19/05/2012

"O PORTUGUÊS PITORESCO" - Cap. 2 continuação

"HÁDES"

            As formas hádes e hádem são indesculpáveis corruptelas das formas hás-de e hão-de, do verbo haver – às vezes por distracção, outras vezes por ignorância. Recomenda-se uma revisão regular da velha Gramática, para evitar calinadas deste tipo.
           
"HOUVERAM"

            O verbo haver, quando significa existir (exemplo: há muita gente na rua), ou quando indica tempo decorrido (exemplo: há uma hora que espero), é impessoal, por isso apenas se conjuga na primeira pessoa do singular: há, havia, houve, haveria, haverá, etc. Assim, formas como houveram... não .

ELES "INTERVIAM"

            O verbo intervir conjuga-se como o verbo vir. É fácil não errar, recordando esta regra. Por isso, não se diz eles interviam, mas sim eles intervinham – e também se diz ele interveio, os outros intervieram, etc.

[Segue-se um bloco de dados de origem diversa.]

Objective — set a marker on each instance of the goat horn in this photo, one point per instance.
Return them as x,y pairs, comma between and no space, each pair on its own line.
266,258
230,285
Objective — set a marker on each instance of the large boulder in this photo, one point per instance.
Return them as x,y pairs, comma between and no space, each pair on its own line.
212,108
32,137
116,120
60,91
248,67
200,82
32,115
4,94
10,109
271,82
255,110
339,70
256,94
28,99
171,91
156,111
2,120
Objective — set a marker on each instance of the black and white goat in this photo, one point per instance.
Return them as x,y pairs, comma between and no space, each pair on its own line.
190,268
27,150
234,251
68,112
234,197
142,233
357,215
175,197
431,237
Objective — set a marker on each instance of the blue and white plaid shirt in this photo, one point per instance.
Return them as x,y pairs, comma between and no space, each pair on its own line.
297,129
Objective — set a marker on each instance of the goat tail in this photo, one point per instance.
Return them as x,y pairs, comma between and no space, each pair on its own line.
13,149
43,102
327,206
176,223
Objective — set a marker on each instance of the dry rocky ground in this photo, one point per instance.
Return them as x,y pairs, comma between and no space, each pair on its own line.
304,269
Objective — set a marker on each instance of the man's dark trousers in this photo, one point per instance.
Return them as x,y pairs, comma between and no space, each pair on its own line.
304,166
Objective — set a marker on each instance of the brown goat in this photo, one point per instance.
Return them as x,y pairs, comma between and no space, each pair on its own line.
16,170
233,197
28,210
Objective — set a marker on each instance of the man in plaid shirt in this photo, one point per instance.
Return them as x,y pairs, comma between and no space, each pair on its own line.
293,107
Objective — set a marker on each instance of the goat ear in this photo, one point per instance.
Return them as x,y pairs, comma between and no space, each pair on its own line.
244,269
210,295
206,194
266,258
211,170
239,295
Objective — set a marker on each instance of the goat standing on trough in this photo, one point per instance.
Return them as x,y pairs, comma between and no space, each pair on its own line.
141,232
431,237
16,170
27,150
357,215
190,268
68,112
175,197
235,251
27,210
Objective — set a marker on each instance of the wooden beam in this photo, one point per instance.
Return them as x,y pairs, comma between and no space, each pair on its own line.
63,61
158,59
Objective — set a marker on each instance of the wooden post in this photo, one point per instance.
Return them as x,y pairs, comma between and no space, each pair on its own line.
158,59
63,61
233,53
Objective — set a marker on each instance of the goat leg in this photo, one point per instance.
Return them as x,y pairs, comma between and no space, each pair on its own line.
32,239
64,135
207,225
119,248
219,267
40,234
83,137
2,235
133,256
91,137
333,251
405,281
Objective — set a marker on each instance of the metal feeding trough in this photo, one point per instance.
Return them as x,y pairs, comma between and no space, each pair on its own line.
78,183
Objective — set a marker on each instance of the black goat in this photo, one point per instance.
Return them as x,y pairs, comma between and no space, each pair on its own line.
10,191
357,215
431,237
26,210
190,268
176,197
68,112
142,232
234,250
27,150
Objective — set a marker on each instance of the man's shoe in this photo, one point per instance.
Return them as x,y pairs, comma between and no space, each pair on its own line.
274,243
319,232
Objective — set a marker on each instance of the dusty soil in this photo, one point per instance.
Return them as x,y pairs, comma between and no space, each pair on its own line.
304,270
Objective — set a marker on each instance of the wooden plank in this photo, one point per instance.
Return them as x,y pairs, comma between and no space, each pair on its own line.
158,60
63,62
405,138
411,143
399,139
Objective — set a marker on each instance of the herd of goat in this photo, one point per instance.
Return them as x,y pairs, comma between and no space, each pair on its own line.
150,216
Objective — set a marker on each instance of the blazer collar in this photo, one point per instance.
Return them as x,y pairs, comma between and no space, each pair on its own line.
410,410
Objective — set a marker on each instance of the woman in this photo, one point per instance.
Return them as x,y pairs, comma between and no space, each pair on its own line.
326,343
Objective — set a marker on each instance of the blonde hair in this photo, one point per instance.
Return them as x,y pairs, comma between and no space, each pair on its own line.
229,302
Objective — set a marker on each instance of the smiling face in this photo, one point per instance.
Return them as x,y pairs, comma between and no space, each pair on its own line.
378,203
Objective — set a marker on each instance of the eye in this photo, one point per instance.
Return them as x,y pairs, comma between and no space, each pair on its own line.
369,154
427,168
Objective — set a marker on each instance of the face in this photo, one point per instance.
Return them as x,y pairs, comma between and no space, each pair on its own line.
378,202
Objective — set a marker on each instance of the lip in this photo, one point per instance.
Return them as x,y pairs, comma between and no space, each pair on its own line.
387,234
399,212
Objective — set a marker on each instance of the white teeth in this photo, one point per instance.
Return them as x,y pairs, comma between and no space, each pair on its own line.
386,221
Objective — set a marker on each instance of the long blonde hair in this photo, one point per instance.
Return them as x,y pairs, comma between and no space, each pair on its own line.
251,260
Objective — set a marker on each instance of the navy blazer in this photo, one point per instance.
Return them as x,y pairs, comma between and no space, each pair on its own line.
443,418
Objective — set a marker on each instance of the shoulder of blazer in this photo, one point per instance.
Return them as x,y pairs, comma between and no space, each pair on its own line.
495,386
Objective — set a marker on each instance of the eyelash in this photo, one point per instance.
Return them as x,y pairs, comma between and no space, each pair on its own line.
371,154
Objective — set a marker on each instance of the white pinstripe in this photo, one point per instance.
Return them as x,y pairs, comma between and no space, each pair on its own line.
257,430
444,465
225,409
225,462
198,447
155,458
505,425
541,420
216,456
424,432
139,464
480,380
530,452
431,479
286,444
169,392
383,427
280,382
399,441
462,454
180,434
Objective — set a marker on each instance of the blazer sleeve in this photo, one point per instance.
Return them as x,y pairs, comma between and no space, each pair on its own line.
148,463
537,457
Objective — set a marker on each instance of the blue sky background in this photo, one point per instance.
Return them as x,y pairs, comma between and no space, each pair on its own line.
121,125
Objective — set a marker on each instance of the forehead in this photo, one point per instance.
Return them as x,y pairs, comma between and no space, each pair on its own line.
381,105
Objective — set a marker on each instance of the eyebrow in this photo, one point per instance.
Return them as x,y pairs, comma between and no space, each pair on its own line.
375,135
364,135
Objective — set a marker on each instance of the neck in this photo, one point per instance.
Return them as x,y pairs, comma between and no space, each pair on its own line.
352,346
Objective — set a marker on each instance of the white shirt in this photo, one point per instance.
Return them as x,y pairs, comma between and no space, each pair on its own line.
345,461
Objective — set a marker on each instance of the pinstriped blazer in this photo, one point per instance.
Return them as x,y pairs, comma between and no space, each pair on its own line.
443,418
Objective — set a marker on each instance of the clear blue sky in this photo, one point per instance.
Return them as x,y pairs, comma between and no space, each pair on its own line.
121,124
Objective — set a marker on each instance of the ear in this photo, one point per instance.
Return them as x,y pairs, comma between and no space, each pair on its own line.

OS "JÚNIORES" E OS "SÉNIORES"

            No singular é uma coisa, no plural é outra... Essa é a regra – que ninguém segue... Quando se fala de um só júnior, a palavra tem o acento tónico na sílaba ; mas, quando eles são muitos, a sílaba tónica vai lá mais para diante, e deve escrever-se juniores e e dizer-se junióres. Isto porquê? Porque em Português as palavras têm acento tónico: 1) na última sílaba (oxítonas),  2) na penúltima sílaba (paroxítonas), ou  3) na antepenúltima sílaba (proparoxítonas, também chamadas esdrúxulas). Ora, se usássemos o acento tónico na sílaba , estaríamos a usar qualquer coisa como uma palavra "proproparoxítona" – coisa que não existe na nossa língua. Portanto, há que dizer junióres, embora se escreva juniores – mas nunca júniores.
As mesmas regras servem para a palavra seniores, que se pronuncia senióres, por ser uma proparoxítona (isto é, com acento tónico na antepenúltima sílaba).

"LESBOA"

            Pode dizer-se que é uma pronúncia muito... lesboeta. Toda a gente sabe como se escreve o nome da cidade, com i, mas muita gente, sabe-se lá porquê, tem o hábito de lhe chamar Lesboa. Não é grave – mas é estranho.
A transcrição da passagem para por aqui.